Title:Cartan monopoles

Abstract:The effective Hamiltonians for chiral supersymmetric gauge theories at small spatial volume are generalizations of the Hamiltonians describing the motion of a scalar or a spinor particle in a field of Dirac monopoles (we are dealing in fact with a certain lattice of monopoles supplemented with a periodic singular potential). The gauge fields in such Hamiltonians belong to the Cartan subalgebras of the corresponding gauge algebras.

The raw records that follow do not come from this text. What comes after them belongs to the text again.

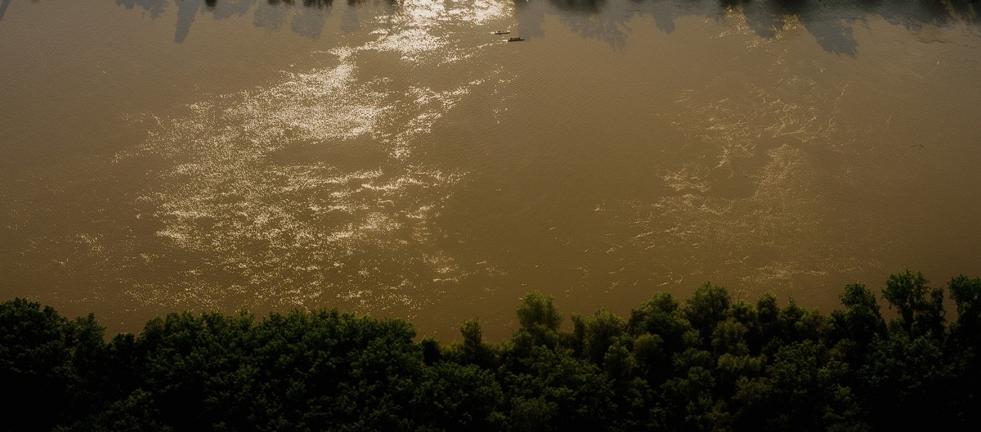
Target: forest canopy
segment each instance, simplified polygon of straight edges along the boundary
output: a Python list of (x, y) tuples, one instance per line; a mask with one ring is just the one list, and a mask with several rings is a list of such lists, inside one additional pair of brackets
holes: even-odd
[[(416, 340), (337, 310), (173, 312), (107, 339), (93, 314), (0, 304), (7, 430), (889, 430), (976, 427), (981, 278), (890, 275), (823, 313), (706, 283), (618, 316), (528, 293), (508, 340)], [(945, 289), (946, 288), (946, 289)], [(948, 321), (945, 295), (956, 317)], [(564, 328), (564, 329), (563, 329)], [(41, 407), (46, 414), (34, 413)]]

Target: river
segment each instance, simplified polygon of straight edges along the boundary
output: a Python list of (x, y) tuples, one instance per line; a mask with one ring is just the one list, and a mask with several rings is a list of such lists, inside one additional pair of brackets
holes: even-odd
[(110, 332), (981, 273), (975, 2), (0, 1), (0, 298)]

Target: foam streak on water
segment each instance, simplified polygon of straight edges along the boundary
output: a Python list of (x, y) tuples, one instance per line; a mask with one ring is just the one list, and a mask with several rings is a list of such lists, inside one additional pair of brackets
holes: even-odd
[[(339, 302), (411, 314), (439, 295), (439, 284), (420, 280), (465, 277), (434, 245), (447, 235), (434, 219), (467, 173), (427, 166), (412, 149), (482, 79), (435, 90), (398, 70), (479, 55), (454, 29), (499, 19), (504, 5), (404, 2), (379, 16), (374, 40), (319, 54), (334, 66), (159, 120), (117, 163), (162, 159), (160, 186), (138, 201), (173, 252), (146, 265), (164, 261), (180, 271), (133, 280), (129, 295), (191, 307)], [(394, 71), (364, 66), (387, 53), (401, 58)], [(181, 259), (190, 256), (199, 258)]]

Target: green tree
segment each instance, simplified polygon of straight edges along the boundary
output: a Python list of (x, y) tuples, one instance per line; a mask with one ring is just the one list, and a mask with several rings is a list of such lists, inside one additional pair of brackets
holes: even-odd
[(944, 289), (930, 288), (923, 273), (906, 269), (886, 279), (882, 290), (890, 308), (896, 308), (900, 317), (890, 325), (915, 339), (929, 335), (941, 339), (944, 335)]
[(712, 339), (715, 326), (726, 319), (732, 296), (725, 287), (705, 282), (685, 301), (685, 315), (692, 326), (698, 330), (703, 341)]

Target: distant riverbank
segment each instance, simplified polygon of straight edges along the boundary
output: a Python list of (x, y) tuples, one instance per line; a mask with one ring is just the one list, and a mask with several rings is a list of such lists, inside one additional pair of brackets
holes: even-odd
[(553, 299), (532, 292), (510, 339), (483, 340), (472, 319), (448, 344), (336, 310), (175, 312), (106, 342), (92, 314), (18, 299), (0, 304), (0, 379), (17, 430), (976, 427), (981, 278), (932, 288), (907, 270), (882, 298), (896, 318), (861, 284), (826, 314), (706, 283), (627, 317), (573, 314), (561, 330)]

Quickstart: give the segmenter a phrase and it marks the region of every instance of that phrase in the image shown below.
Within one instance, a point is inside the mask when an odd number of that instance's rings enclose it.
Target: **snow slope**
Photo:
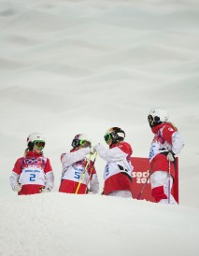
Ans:
[[[196,0],[0,0],[0,255],[198,255],[198,25]],[[153,107],[186,143],[180,206],[57,192],[78,133],[105,145],[121,126],[148,157]],[[8,178],[33,132],[46,136],[55,186],[18,197]]]

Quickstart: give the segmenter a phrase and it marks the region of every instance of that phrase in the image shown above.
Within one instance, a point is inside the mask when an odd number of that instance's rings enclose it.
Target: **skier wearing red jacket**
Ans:
[[[120,127],[112,127],[105,135],[109,149],[98,144],[93,147],[99,156],[107,161],[104,192],[106,195],[133,197],[131,164],[132,147],[124,142],[125,133]]]
[[[69,153],[61,155],[63,172],[59,192],[78,194],[97,193],[99,181],[96,170],[93,162],[86,157],[91,153],[91,139],[86,135],[77,135],[71,146],[73,149]]]
[[[152,196],[157,203],[177,205],[171,189],[175,179],[175,155],[184,147],[183,139],[178,129],[167,121],[167,110],[152,108],[148,121],[155,135],[149,151]]]
[[[38,133],[27,137],[24,157],[17,160],[9,178],[10,185],[19,195],[50,192],[54,176],[49,158],[43,156],[45,138]]]

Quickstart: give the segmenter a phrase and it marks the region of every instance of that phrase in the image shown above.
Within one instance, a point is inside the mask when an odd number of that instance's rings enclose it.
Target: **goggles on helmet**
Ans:
[[[88,140],[79,140],[79,145],[83,148],[88,148],[92,146],[92,143]]]
[[[112,138],[111,134],[106,134],[106,135],[105,135],[105,141],[106,141],[107,143],[108,143],[108,142],[110,141],[111,138]]]
[[[157,116],[153,117],[153,116],[149,115],[149,116],[148,116],[148,121],[149,123],[153,122],[153,121],[159,122],[161,121],[161,119],[160,119],[160,117],[157,117]]]
[[[38,149],[43,149],[45,147],[45,141],[43,140],[35,140],[34,147],[37,148]]]

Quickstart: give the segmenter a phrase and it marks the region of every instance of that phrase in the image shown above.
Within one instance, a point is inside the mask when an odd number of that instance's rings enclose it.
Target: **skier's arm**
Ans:
[[[21,159],[18,159],[12,170],[12,174],[9,177],[10,186],[14,192],[20,192],[21,190],[21,185],[19,183],[21,167]]]
[[[46,173],[46,183],[45,188],[49,190],[50,192],[52,190],[54,186],[54,175],[53,172],[48,172]]]
[[[90,192],[93,193],[97,193],[99,192],[99,180],[96,173],[92,174],[92,176],[90,182]]]
[[[184,141],[178,132],[176,132],[172,135],[172,151],[176,154],[178,154],[182,148],[184,147]]]
[[[74,163],[77,163],[84,159],[84,157],[89,153],[90,148],[80,149],[77,151],[64,154],[63,157],[61,157],[61,162],[64,165],[64,167],[68,167],[72,165]]]
[[[19,183],[19,178],[20,178],[19,174],[12,172],[9,178],[9,181],[10,181],[10,186],[14,192],[20,192],[21,190],[21,185],[20,185]]]
[[[44,172],[46,179],[45,189],[50,192],[54,186],[54,174],[52,172],[52,168],[49,159],[47,159]]]

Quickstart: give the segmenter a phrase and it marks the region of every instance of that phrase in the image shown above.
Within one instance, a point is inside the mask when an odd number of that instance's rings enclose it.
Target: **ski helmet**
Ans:
[[[153,107],[150,109],[148,115],[148,121],[149,122],[150,127],[154,127],[162,122],[168,121],[168,112],[163,108]]]
[[[87,135],[77,135],[73,141],[71,146],[76,149],[78,146],[82,146],[83,148],[91,147],[92,146],[92,141],[88,137]]]
[[[118,141],[123,141],[125,137],[125,133],[120,127],[112,127],[107,131],[105,134],[105,141],[107,143],[112,138],[112,144]]]
[[[33,150],[34,147],[36,147],[39,149],[43,149],[45,144],[45,137],[41,134],[34,133],[27,137],[27,147],[30,151]]]

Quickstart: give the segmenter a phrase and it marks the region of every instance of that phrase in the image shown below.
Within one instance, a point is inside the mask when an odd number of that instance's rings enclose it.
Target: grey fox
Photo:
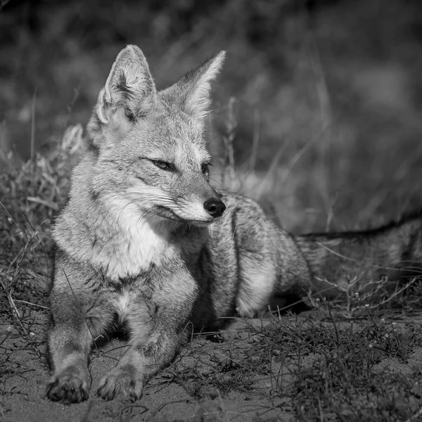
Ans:
[[[50,399],[88,397],[91,346],[123,324],[129,347],[100,381],[105,399],[139,399],[190,325],[222,328],[224,317],[254,316],[274,295],[335,295],[324,279],[418,273],[419,219],[295,237],[255,201],[211,187],[203,131],[224,58],[158,91],[138,47],[117,56],[53,228]]]

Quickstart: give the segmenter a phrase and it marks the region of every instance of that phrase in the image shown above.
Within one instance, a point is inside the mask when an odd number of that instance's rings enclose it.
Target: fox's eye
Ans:
[[[167,161],[161,161],[160,160],[151,160],[151,162],[156,165],[158,168],[162,169],[162,170],[172,170],[173,166],[170,162]]]
[[[202,165],[201,170],[204,174],[207,174],[210,172],[209,166],[210,166],[210,165],[207,162],[204,162]]]

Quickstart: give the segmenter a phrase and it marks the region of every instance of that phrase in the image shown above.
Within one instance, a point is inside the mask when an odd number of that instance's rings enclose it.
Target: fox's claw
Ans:
[[[115,368],[100,381],[97,395],[105,400],[116,397],[131,397],[136,400],[142,396],[143,376],[132,369]]]
[[[79,403],[89,396],[89,376],[83,371],[69,368],[53,376],[47,384],[47,397],[65,404]]]

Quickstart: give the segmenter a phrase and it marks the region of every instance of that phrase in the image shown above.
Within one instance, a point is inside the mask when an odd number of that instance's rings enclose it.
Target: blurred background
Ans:
[[[295,233],[364,229],[422,206],[420,0],[0,8],[0,148],[15,157],[87,122],[127,44],[159,88],[225,49],[207,135],[216,186],[260,199]]]

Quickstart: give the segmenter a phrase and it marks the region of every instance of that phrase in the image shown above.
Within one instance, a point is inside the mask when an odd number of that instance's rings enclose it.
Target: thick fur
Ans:
[[[253,200],[217,195],[203,132],[224,56],[158,92],[138,47],[118,55],[53,229],[50,399],[88,397],[91,346],[123,324],[129,347],[100,381],[106,399],[139,399],[192,328],[255,315],[275,295],[324,289],[326,277],[376,279],[387,269],[400,277],[419,268],[419,219],[294,238]]]

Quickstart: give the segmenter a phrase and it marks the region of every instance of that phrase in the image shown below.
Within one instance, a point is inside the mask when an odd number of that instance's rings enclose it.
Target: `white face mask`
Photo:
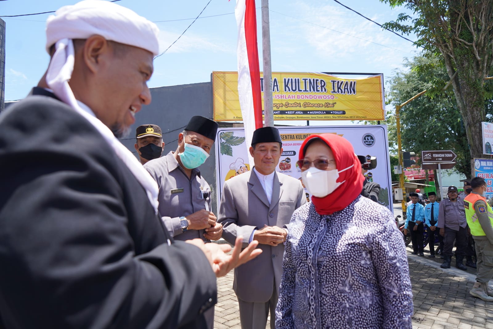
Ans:
[[[321,170],[310,167],[301,173],[303,184],[312,195],[317,197],[326,197],[346,181],[338,183],[339,173],[354,166],[354,164],[338,171],[337,169]]]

Such a construction exists for all groups admitting complex representations, i.e. for $SU(N \geq 3), \ Spin(4n+2)$ with $n \geq 1$ and $E_6$. We give explicit expressions for these Hamiltonians for $SU(3)$, $SU(4) \simeq Spin(6)$ and for $SU(5)$. The simplified version of such a Hamiltonian, deprived of fermion terms, of the extra scalar potential and when only one node of the lattice is taken into consideration, describe a $3r$-dimensional motion ($r$ being the rank of the group) in the field what we call a {\it Cartan monopole}. As is the case for the ordinary monopole, the Lagrangian of this system enjoys gauge symmetry, rotational symmetry, and the parameter, generalizing the notion of magnetic charge for Cartan monopoles, is quantized.